Ultimately, financial services companies and financial institutions operating in Saudi Arabia must take the updated SAMA Counter Fraud Framework regulations seriously and work to ensure that they are fully compliant by June 29, 2023. Failure to do so could have serious financial and reputational consequences for the company.

The Most Important Two Steps to Take Today to Comply with SAMA

With the compliance deadline quickly approaching, banks, payments companies, and fintechs can take two steps today to accelerate their SAMA compliance and stop fraud attacks. The first step is to deploy device intelligence and the second is to implement behavioral biometrics. Here at the Bureau we’ve been working with many institutions, fintechs and payments companies to review and upgrade their device intelligence and behavioral biometrics solutions. 

Together device intelligence and behavioral biometrics are a one-two punch that knocks out fraudsters. Here’s how: 

Bureau Device Intelligence™ is a seamless blend of technology, including device fingerprinting, which helps uniquely identify a device based on multiple parameters.

This solution also detects sophisticated attack techniques such as emulators, malicious bots, cloned apps, tampered apps, etc. When we detect potentially fraudulent activity, we’ll alert you in real-time so that you can take action immediately.

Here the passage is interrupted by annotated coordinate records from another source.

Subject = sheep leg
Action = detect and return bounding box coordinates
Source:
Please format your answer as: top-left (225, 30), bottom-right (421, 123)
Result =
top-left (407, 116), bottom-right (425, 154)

Meanwhile, Bureau Device Intelligence resolves trustworthy identities just as quickly and ensures they have a streamlined, delightful experience. 

An average consumer spends a minimum of 4-6 hours a day on their mobile device, and the way they interact with the device is unique to every individual. Bureau Behavioral Biometrics™ understands trustworthy consumers’ interactions with their devices to determine set patterns and then using that information as a mechanism to authenticate or verify that consumer is legitimate, all in real-time. Fraudsters have become experts at stealing consumers’ identities, but it is much harder to copy or impersonate the way consumers interact with their devices because that interaction is distinct to the individual. Bureau Behavioral Biometrics’ machine learning models are used to learn patterns such as the keystroke while typing, navigational patterns, screen pressure, typing speed, mobile movements, or device orientation. Once trained, the machine learning models can detect the occurrence of behaviors and tag them to legitimate individuals.